In the US, it is a well-known problem that the cost of healthcare is increasing at a much higher rate than the quality of care. This is partially due to the existing incentives in the system being based on quantity of services provided, rather than quality. The Accountable Care Act shifted the focus of reimbursement toward population health to reduce costs and incentivize quality for payers and providers. Our client, a large health insurance company, was interested in piloting an Accountable Care Organization, one example of a population health model. However, they had very little experience in population health, and their business operated in an entirely different way.
My team was tasked with designing and building a system and process that allowed the client to manage their ACOs, which required accessing huge amounts of data.

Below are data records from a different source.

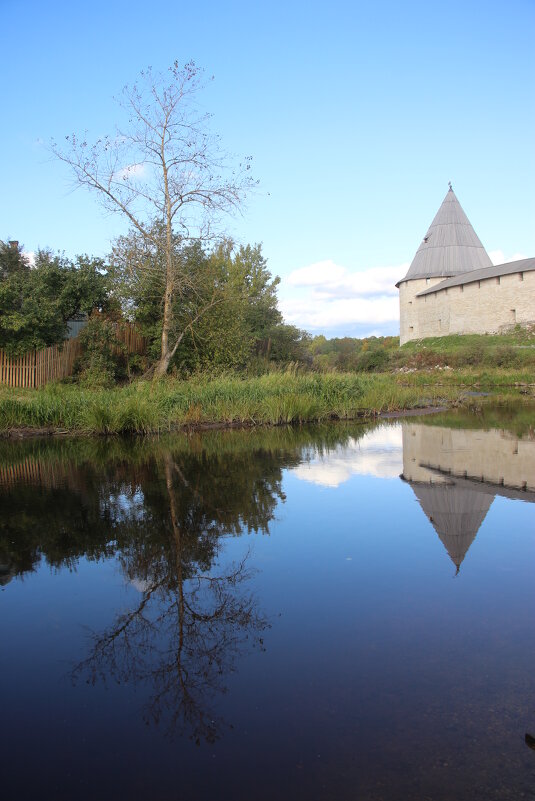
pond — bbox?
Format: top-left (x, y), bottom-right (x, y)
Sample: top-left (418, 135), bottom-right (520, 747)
top-left (0, 407), bottom-right (535, 801)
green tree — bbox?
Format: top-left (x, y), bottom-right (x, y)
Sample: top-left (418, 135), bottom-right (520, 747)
top-left (0, 243), bottom-right (109, 354)
top-left (110, 229), bottom-right (281, 372)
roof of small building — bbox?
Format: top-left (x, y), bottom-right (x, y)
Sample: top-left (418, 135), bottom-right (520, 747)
top-left (416, 258), bottom-right (535, 298)
top-left (396, 184), bottom-right (492, 287)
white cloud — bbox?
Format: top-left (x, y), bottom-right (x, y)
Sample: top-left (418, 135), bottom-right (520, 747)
top-left (286, 259), bottom-right (409, 300)
top-left (489, 250), bottom-right (527, 264)
top-left (22, 250), bottom-right (35, 267)
top-left (279, 260), bottom-right (409, 335)
top-left (292, 424), bottom-right (403, 487)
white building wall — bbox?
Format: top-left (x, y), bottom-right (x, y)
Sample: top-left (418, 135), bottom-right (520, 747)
top-left (399, 278), bottom-right (444, 345)
top-left (400, 270), bottom-right (535, 345)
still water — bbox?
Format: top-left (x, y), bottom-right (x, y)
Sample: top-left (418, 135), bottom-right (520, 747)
top-left (0, 407), bottom-right (535, 801)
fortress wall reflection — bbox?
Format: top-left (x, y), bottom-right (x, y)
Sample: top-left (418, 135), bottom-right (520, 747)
top-left (403, 423), bottom-right (535, 491)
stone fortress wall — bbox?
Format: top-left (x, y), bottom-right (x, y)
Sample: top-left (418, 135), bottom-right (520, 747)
top-left (399, 270), bottom-right (535, 345)
top-left (397, 185), bottom-right (535, 345)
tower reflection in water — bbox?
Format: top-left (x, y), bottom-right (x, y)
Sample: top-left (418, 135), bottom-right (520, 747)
top-left (401, 423), bottom-right (535, 572)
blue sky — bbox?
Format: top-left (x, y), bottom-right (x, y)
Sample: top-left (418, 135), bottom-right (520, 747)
top-left (0, 0), bottom-right (535, 335)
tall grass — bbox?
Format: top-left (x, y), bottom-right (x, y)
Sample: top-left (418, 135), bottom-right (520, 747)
top-left (0, 370), bottom-right (533, 434)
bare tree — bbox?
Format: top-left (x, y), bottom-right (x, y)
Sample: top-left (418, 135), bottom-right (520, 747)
top-left (52, 62), bottom-right (254, 377)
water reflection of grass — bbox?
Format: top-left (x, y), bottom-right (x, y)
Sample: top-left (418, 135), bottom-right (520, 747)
top-left (0, 370), bottom-right (533, 434)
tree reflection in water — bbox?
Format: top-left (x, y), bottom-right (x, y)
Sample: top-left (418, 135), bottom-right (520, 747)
top-left (73, 454), bottom-right (268, 743)
top-left (0, 427), bottom-right (364, 742)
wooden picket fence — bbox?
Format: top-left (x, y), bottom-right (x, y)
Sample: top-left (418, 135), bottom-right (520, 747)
top-left (0, 323), bottom-right (147, 387)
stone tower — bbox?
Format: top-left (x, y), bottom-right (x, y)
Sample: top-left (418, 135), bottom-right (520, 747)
top-left (396, 184), bottom-right (492, 345)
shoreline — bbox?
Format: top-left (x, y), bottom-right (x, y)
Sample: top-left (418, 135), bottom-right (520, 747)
top-left (0, 404), bottom-right (454, 440)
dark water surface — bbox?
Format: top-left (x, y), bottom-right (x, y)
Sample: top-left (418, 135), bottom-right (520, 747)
top-left (0, 408), bottom-right (535, 801)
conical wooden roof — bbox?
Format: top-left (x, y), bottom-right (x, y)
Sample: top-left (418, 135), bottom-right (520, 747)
top-left (411, 482), bottom-right (494, 571)
top-left (400, 184), bottom-right (492, 283)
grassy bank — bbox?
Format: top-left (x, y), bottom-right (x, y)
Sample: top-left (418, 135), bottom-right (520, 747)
top-left (0, 369), bottom-right (535, 435)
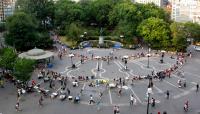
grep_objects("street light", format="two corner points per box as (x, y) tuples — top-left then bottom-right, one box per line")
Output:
(160, 50), (166, 63)
(81, 55), (84, 64)
(123, 55), (128, 70)
(147, 41), (151, 68)
(147, 86), (153, 114)
(95, 56), (101, 71)
(69, 54), (75, 68)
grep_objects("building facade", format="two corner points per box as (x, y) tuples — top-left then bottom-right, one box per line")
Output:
(171, 0), (200, 24)
(134, 0), (164, 7)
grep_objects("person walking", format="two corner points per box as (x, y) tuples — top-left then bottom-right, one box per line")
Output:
(113, 106), (117, 114)
(67, 88), (71, 95)
(118, 88), (122, 97)
(15, 101), (21, 112)
(166, 90), (169, 99)
(113, 105), (120, 114)
(151, 97), (156, 107)
(89, 95), (95, 104)
(130, 95), (134, 105)
(38, 95), (44, 107)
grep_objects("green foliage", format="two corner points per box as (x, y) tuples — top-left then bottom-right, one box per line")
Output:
(184, 22), (200, 41)
(137, 17), (170, 49)
(5, 12), (37, 50)
(0, 22), (6, 32)
(13, 58), (35, 82)
(0, 48), (17, 70)
(170, 22), (187, 51)
(35, 32), (53, 49)
(16, 0), (55, 30)
(55, 0), (84, 29)
(66, 23), (83, 45)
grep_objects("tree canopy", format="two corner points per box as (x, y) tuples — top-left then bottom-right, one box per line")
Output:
(13, 58), (35, 82)
(5, 12), (37, 50)
(137, 17), (170, 49)
(170, 22), (187, 51)
(0, 48), (17, 70)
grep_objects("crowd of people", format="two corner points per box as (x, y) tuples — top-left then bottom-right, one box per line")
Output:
(0, 43), (199, 114)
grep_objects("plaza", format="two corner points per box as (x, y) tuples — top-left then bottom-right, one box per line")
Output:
(0, 46), (200, 114)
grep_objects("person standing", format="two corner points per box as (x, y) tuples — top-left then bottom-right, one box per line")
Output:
(151, 97), (156, 107)
(130, 95), (134, 105)
(166, 90), (169, 99)
(89, 95), (95, 104)
(67, 88), (71, 95)
(113, 106), (117, 114)
(15, 101), (21, 112)
(38, 95), (44, 107)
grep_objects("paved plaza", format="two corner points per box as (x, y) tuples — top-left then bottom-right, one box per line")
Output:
(0, 45), (200, 114)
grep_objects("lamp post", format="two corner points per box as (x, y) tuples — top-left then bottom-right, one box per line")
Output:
(123, 55), (128, 70)
(160, 51), (165, 63)
(97, 59), (100, 71)
(69, 54), (75, 68)
(95, 56), (101, 71)
(147, 86), (152, 114)
(147, 41), (150, 68)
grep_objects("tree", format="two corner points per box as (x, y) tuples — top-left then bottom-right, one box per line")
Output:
(55, 0), (84, 30)
(170, 22), (187, 51)
(13, 58), (35, 82)
(16, 0), (55, 30)
(90, 0), (115, 27)
(184, 22), (200, 41)
(0, 48), (17, 70)
(137, 17), (170, 49)
(136, 3), (170, 22)
(5, 12), (37, 50)
(109, 1), (141, 39)
(0, 22), (6, 32)
(66, 23), (83, 44)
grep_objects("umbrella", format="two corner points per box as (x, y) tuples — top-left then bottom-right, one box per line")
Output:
(69, 54), (74, 57)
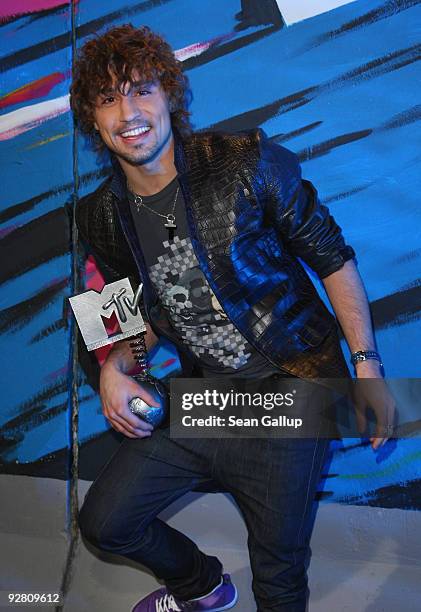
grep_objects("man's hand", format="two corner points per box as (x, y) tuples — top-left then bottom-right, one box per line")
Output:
(100, 362), (159, 438)
(354, 360), (396, 450)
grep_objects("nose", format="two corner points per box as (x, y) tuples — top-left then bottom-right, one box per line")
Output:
(120, 95), (140, 123)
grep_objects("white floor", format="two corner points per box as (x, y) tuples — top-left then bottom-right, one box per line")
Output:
(0, 475), (421, 612)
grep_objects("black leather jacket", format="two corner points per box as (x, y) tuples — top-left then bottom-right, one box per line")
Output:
(76, 130), (355, 378)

We developed and formalized business processes that surround the system in order to maintain ACOs.
Data analysis algorithms
The most complex parts of the system are the algorithms that perform large-scale data analysis required for ACOs to function. One example is the Attribution and Assignment algorithm, involved in the first step of the high-level business process. A diagram like this was used to communicate how the algorithm works at a high level.
The system included several components to support the algorithm functionality and meet other user/client needs:
1. Front-end screens in a web-based application to manage data and kick off algorithms
2. Reports of algorithm results to communicate with provider partners
The business processes were developed alongside, while all elements of the system were built using the iterative agile approach shown here. My role, including management and delivery responsibilities of functional team members, is called out.
The project was carried from an early assessment phase through implementation of production system and process.